Patricia Lockwood's new novel Will There Ever Be Another You is punctuated by illness and disaster. First, there is the death of the niece which is the culmination of her last novel, No One Is Talking About This. The death of "the Child" hangs over a family trip to the island of Skye in Scotland, and occasions many thoughts about changelings, those targets of fairy transformation who represent both irreparable loss and the possibility of radical and miraculous transformation. Then, there's COVID. Lockwood's narrator (can we just say Lockwood?) battles with a case of Long COVID that leaves her feeling like stranger to her own body, unable to recognize her own limbs, her brain falling apart, etc. Then, later on, her husband falls sick with some kind of spleen disease and undergoes the long process of hospitalization, surgery, and recovery. Everyone in this book, I guess, is falling apart, but falling apart means going to pieces, pieces that are put together again, and who better to put them together than a poet like Lockwood, whose whole schtick is about connecting the seemingly unconnected?
"The line of poetic logic," Lockwood explains to a group of students, "is as easy to disrupt as the narrative, is the narrative, where none appears to exist." No better explanation than that of the novel's entire theory of being. Certainly a book like this one will frustrate lovers of narrative as an expression of imaginary time and sequence. Lockwood is a poet, and this is a poet's novel, and I mean that in a totally different way than I meant it when I said it about Anna Moschovakis' novel, which seemed to be about wringing alienation of banality and cliche. Lockwood, by contrast, is all about harmonies and resonances, the way an image or a phrase can come back again and suddenly appear new in a new context.
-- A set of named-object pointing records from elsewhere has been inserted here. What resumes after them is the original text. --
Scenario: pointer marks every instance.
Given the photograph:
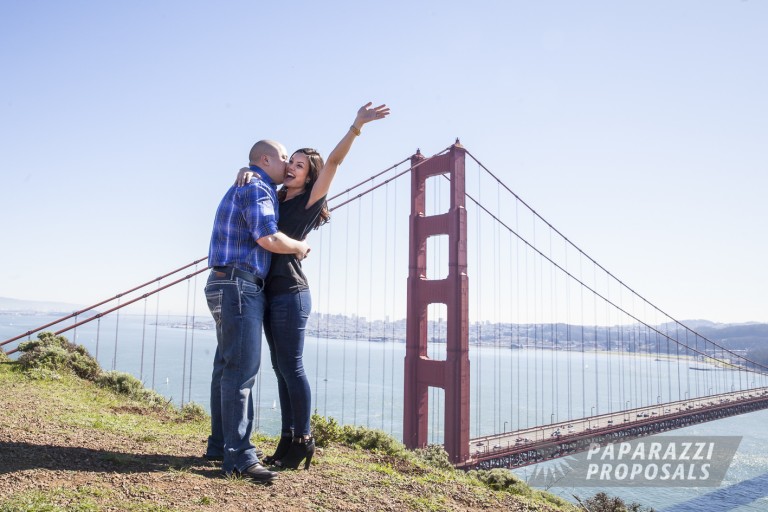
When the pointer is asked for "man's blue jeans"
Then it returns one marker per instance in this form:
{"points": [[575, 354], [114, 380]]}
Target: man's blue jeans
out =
{"points": [[285, 322], [237, 307]]}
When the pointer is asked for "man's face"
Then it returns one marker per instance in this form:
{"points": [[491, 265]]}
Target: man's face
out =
{"points": [[277, 163]]}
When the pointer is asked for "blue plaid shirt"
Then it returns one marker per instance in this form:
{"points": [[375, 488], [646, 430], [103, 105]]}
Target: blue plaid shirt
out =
{"points": [[245, 214]]}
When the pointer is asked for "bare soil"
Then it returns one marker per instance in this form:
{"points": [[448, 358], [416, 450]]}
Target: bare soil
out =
{"points": [[43, 451]]}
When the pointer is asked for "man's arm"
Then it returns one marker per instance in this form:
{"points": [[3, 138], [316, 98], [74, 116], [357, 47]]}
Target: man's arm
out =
{"points": [[280, 243]]}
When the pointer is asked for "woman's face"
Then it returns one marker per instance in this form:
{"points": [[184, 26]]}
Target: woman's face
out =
{"points": [[297, 171]]}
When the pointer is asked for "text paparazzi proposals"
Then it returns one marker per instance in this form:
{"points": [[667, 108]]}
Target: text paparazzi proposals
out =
{"points": [[658, 461]]}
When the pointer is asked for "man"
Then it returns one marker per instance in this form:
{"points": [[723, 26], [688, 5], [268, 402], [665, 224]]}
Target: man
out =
{"points": [[244, 236]]}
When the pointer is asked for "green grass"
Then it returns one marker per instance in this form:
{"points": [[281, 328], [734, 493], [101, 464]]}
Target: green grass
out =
{"points": [[363, 467]]}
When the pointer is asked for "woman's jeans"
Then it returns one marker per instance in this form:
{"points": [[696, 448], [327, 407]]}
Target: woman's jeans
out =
{"points": [[237, 307], [285, 322]]}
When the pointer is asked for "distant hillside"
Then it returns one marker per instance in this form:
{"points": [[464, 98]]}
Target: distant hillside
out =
{"points": [[8, 304]]}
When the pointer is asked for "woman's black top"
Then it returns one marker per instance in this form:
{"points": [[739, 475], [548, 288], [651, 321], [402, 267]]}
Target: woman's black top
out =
{"points": [[296, 221]]}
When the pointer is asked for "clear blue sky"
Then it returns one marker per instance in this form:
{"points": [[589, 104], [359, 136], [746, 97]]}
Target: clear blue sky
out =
{"points": [[638, 129]]}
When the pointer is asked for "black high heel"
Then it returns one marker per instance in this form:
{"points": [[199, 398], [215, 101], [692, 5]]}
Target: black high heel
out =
{"points": [[282, 449], [301, 448]]}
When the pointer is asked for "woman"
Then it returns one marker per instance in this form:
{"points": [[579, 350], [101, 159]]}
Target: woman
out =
{"points": [[302, 208]]}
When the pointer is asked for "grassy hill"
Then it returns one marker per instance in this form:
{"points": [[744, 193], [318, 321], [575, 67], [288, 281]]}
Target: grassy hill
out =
{"points": [[67, 443]]}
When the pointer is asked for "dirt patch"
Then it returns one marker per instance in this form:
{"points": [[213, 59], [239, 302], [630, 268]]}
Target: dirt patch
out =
{"points": [[41, 452]]}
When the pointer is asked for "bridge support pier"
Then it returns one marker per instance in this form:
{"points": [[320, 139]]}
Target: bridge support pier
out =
{"points": [[421, 372]]}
But the elliptical nature of it can be rather frustrating, and I think you'd be excused if you felt from time to time that the poetic narrative, the line of poetic logic, can be too cute and self-interested. In No One Is Talking About This, the Internet provided the backbone of such logic; everything pointed back to it, and mirrored it: its collective, fractured nature, the algorithm and the feed, and the way social media sets repetition and recontextualization into hyperdrive. The omniculture stabs of Will There Ever Be Another You (Mrs. Doubtfire, Garry Shandling, Anne Hathaway, whom Lockwood meets for lunch and calls "Shakespeare's Wife," a long treatise on Tolstoy) try half-heartedly to recreate that in the aggregate.
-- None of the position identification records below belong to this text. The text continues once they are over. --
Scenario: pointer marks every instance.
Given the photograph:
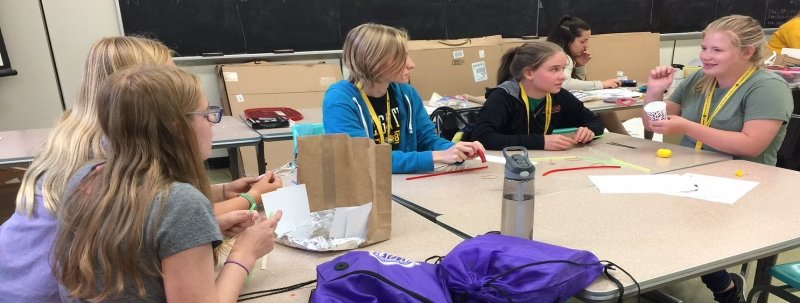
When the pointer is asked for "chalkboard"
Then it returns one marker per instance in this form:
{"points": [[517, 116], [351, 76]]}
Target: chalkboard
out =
{"points": [[5, 63], [197, 27]]}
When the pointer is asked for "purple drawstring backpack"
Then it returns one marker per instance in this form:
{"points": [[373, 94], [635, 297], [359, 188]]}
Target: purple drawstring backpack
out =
{"points": [[500, 268], [362, 276]]}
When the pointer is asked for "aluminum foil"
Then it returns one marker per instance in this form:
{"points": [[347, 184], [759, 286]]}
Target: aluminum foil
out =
{"points": [[316, 236]]}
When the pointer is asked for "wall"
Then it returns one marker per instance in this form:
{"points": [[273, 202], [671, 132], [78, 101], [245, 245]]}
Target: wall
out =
{"points": [[31, 100]]}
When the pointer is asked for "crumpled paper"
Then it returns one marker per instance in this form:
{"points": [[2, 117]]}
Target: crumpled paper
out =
{"points": [[316, 236]]}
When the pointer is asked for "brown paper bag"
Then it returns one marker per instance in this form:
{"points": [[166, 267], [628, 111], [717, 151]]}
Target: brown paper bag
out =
{"points": [[340, 171]]}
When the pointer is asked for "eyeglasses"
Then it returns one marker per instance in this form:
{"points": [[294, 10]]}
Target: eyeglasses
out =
{"points": [[213, 114]]}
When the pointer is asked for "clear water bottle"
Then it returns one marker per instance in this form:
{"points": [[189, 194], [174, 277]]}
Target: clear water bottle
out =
{"points": [[518, 193]]}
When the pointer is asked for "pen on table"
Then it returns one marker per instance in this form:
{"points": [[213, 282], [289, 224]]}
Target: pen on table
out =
{"points": [[622, 145]]}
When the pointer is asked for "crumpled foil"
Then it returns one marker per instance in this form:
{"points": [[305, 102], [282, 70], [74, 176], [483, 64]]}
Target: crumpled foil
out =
{"points": [[316, 236]]}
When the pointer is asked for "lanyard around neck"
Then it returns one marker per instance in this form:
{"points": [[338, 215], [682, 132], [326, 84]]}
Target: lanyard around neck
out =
{"points": [[375, 118], [548, 109], [705, 119]]}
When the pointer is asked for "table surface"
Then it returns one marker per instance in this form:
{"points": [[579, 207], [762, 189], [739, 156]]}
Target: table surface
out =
{"points": [[659, 239], [21, 146], [488, 183], [413, 238]]}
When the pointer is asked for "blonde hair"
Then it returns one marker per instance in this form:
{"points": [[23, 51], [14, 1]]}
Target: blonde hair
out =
{"points": [[104, 223], [374, 52], [77, 137], [744, 32], [529, 55]]}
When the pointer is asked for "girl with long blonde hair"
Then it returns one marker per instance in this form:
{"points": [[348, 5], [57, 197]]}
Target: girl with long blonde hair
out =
{"points": [[733, 105], [141, 227]]}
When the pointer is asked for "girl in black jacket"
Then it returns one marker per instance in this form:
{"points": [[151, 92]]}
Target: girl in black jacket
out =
{"points": [[529, 103]]}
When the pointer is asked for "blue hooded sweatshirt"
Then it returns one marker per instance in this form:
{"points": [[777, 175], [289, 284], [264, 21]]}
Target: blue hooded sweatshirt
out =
{"points": [[345, 111]]}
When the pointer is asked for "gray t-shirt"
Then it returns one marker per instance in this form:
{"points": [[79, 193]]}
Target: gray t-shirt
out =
{"points": [[188, 221], [765, 96]]}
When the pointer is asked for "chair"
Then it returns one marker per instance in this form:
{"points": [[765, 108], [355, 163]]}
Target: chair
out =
{"points": [[789, 273]]}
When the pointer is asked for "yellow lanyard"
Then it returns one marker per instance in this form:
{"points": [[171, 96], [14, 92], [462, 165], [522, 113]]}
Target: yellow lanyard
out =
{"points": [[705, 119], [378, 124], [548, 109]]}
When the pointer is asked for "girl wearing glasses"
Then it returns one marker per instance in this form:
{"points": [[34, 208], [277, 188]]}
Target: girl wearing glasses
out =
{"points": [[141, 227], [76, 140], [377, 102]]}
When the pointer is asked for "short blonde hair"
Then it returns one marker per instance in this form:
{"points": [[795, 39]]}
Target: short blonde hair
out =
{"points": [[744, 32], [374, 52]]}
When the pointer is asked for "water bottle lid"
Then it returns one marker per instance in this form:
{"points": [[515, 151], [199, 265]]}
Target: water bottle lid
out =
{"points": [[518, 166]]}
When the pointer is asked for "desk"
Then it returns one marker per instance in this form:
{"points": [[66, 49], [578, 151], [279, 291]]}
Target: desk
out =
{"points": [[435, 199], [413, 238], [232, 133], [310, 115], [19, 147], [598, 106], [659, 239]]}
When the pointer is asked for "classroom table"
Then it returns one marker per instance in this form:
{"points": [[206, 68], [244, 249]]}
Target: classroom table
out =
{"points": [[413, 238], [310, 115], [231, 133], [659, 239], [487, 184], [599, 106], [19, 147]]}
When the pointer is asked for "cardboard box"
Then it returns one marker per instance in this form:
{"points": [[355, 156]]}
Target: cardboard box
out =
{"points": [[635, 54], [454, 67], [266, 84]]}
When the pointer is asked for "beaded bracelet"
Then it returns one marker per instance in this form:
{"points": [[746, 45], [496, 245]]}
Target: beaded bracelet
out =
{"points": [[237, 263]]}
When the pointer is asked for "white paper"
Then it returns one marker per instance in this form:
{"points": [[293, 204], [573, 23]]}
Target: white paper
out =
{"points": [[708, 188], [293, 201], [717, 189], [642, 184], [350, 222]]}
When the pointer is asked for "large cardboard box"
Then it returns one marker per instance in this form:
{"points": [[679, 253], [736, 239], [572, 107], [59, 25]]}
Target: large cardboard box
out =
{"points": [[454, 67], [266, 84], [634, 54]]}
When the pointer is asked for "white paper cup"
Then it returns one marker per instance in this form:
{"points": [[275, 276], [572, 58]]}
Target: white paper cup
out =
{"points": [[656, 110]]}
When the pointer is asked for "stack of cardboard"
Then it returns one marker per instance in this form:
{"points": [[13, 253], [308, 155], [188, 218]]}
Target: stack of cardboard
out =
{"points": [[265, 84]]}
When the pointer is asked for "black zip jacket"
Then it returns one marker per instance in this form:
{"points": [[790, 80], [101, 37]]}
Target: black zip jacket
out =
{"points": [[502, 121]]}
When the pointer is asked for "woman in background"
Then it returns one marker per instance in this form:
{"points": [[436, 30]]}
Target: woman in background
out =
{"points": [[377, 102], [733, 106], [572, 35]]}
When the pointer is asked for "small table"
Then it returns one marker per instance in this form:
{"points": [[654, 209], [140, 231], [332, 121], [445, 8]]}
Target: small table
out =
{"points": [[232, 133], [19, 147]]}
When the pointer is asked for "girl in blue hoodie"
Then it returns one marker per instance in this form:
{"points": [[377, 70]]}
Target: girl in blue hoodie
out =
{"points": [[377, 92]]}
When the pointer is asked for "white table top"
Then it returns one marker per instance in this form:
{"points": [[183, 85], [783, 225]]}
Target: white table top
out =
{"points": [[487, 184], [413, 237], [659, 239], [21, 146]]}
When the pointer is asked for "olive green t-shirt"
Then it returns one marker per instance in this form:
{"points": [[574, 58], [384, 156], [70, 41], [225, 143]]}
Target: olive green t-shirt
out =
{"points": [[764, 96]]}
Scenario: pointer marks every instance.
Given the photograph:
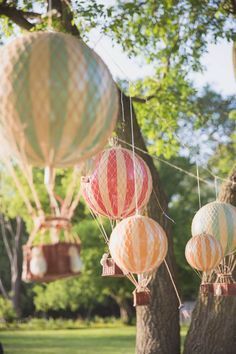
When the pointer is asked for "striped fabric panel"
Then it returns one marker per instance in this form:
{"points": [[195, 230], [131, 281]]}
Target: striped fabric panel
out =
{"points": [[111, 191], [138, 244], [203, 252], [61, 99], [217, 219]]}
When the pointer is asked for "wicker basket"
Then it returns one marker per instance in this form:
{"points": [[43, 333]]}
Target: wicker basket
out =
{"points": [[218, 289], [141, 298], [206, 289], [57, 258], [224, 289], [111, 269]]}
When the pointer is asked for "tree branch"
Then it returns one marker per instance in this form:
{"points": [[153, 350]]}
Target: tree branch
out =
{"points": [[3, 290], [17, 16], [7, 246], [143, 99]]}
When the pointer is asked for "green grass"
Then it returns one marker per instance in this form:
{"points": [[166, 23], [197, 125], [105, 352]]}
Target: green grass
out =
{"points": [[119, 340], [116, 339]]}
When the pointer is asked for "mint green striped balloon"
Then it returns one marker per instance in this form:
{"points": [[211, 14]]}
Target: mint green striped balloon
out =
{"points": [[219, 220], [58, 101]]}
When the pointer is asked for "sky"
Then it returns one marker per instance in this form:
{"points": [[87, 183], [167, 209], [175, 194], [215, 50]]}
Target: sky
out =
{"points": [[217, 63]]}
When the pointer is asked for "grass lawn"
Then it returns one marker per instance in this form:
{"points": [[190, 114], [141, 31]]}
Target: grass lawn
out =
{"points": [[115, 340], [119, 340]]}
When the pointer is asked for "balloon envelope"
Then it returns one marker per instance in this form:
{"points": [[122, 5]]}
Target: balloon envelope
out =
{"points": [[203, 252], [219, 220], [110, 190], [58, 102], [138, 244]]}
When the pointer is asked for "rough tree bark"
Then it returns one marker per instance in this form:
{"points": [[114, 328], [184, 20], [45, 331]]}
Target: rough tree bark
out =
{"points": [[11, 239], [213, 326], [158, 323]]}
But as often as not, Will There Ever Be Another You finds deep meaning in the collision of image and experience. The long principal section of Lockwood's Long COVID is a tour-de-force whose associative and rippling nature mirrors the experience of losing oneself piece-by-piece. And later, when Lockwood becomes the caretaker, rather than the patient (her husband glibly puts her "in charge" of "the Wound"), the images and phrases turn back in on themselves and find new meanings, new expressions. Around these tentpoles there are sections that seemed to wink, not quite successfully at their own self-indulgence, both materially and artistically: hey, did you know "Shakespeare's Wife" is going to portray me on the stage? That sounds a little more critical than I mean it to be, I think, because even though this novel lacked the urgent, propulsive shape of the last, it's always a pleasure to spend time with someone who knows their way around words like Lockwood does, and with such humor and insight.